# im a complete monster



## areoseek (Feb 17, 2008)

i dont know what i was thinking, or lack thereof. i just, i dont know. I dont think will ever get another rat again. i... just. i guess, i cant be trusted. im probably the only person i know who could be this stupid. i guess im posting on here because im so sad, or mad for that matter, that i wont even cry any more. I dont know who to ask forgiveness from, or who to apologize to besides 3 little sweet motionless creatures whom i have let down. You see, i have, well, im not going to give excuses, the baseline is, im lazy, and stupid. My 3 little angles starved to death. I know i am going to get completely shunned for this and i should. It was my fault and i blame myself 100%. I dont know how i didnt notice, or remember, that they were not getting fed. I feel so horrible right now that it is unbearable. The worst part is that andrew still had a pulse. I have to give him credit. Because i know he waited for me to find him so i could have a chance to say goodbye. we had to help him along, as the vet said he had no chance. his pulse was about 1 beat every 2 seconds. 

I guess the reason i posted this was because i needed to tell someone, and say sorry to someone. 
i dont expect sympathy, but i want you all to give it to my rats. As they we strong, and held on to the end. 

I am sorry to let the rat community down, and to let all of you down. 


i dont know how to forgive myself.
So
there you have it.
My story of what i found when i got home.

i dont know what to do now, im debating weather or not to hit submit. Well.. here goes


----------



## zoe9 (Oct 3, 2007)

I am so sorry for those poor neglected rats and the suffering they endured.

May they all RIP now.


----------



## ration1802 (Sep 25, 2007)

> I am sorry to let the rat community down, and to let all of you down.


It isn't us you should be saying sorry to.

I'm not going to say anything, except, it takes a lot longer than you think to starve an animal to death. Those poor little guys...

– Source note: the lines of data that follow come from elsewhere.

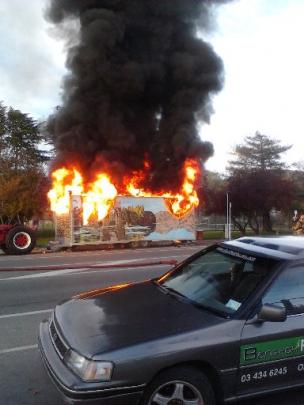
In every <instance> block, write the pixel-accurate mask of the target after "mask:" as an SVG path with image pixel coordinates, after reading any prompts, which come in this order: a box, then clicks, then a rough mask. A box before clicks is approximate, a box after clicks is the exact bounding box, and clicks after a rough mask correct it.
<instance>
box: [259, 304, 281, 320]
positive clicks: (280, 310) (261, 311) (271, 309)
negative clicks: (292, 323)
mask: <svg viewBox="0 0 304 405" xmlns="http://www.w3.org/2000/svg"><path fill="white" fill-rule="evenodd" d="M286 318H287V313H286V308H282V307H280V306H278V305H272V304H264V305H263V306H262V308H261V309H260V311H259V312H258V314H257V318H256V320H257V321H258V322H284V321H285V320H286Z"/></svg>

And in reply to your other thread in the lounge, *do not* consider getting any more pets until you can show yourself responsible enough to care for another living creature.


----------



## Sweetpea (Dec 20, 2007)

I'm at a loss here. I mean...seriously. In order for this to happen you would have had to totally and completely ignore your babies. Did you never change their bedding? Take them out and play with them? Even just pet them? You would have had to simply walk by them day after day and not even look at them. I'm appalled and...just appalled. And NO you should not get any other kind of living thing that depends on you.

Mods...I suggest this thread be locked because it's gonna get ugly.


----------



## Schmea (Sep 21, 2007)

A quick click to your profile, and the first thread i clicked on in the link inside you mentioned your age.

You're 15 years old. That's old enough to take responsibility, and also old enough to choose the type of human being you're going to be. You need to sit back and realize that right now you're the type of person who lets his/her pets starve to death. Is that really who you want to be?

I urge you to at least make your rats' deaths mean something, and make a few decisions right now in their honour. Ration1802 is right, it isn't us you should be apologizing to... it's your rats you let down. Remember them in the most positive way possible, by helping others in their memory... volunteer at at a humane society, an animal shelter, dedicate a portion of your allowance for the next while towards supplying a shelter with good quality food for their rats. It isn't time yet for you to own your own rats, but for the sake of those you've let down, show that you're not just a person who lets down those who rely on him/her the most, and make some positive REAL commitments to helping other animals in need... in memory of your three little angels, and for your own sake.


----------



## RFAdmin (Feb 25, 2006)

areoseek has clearly made a horrible mistake. the members that have replied are right. you should volunteer and help animals before you ever think of owning one again. thread locked.


----------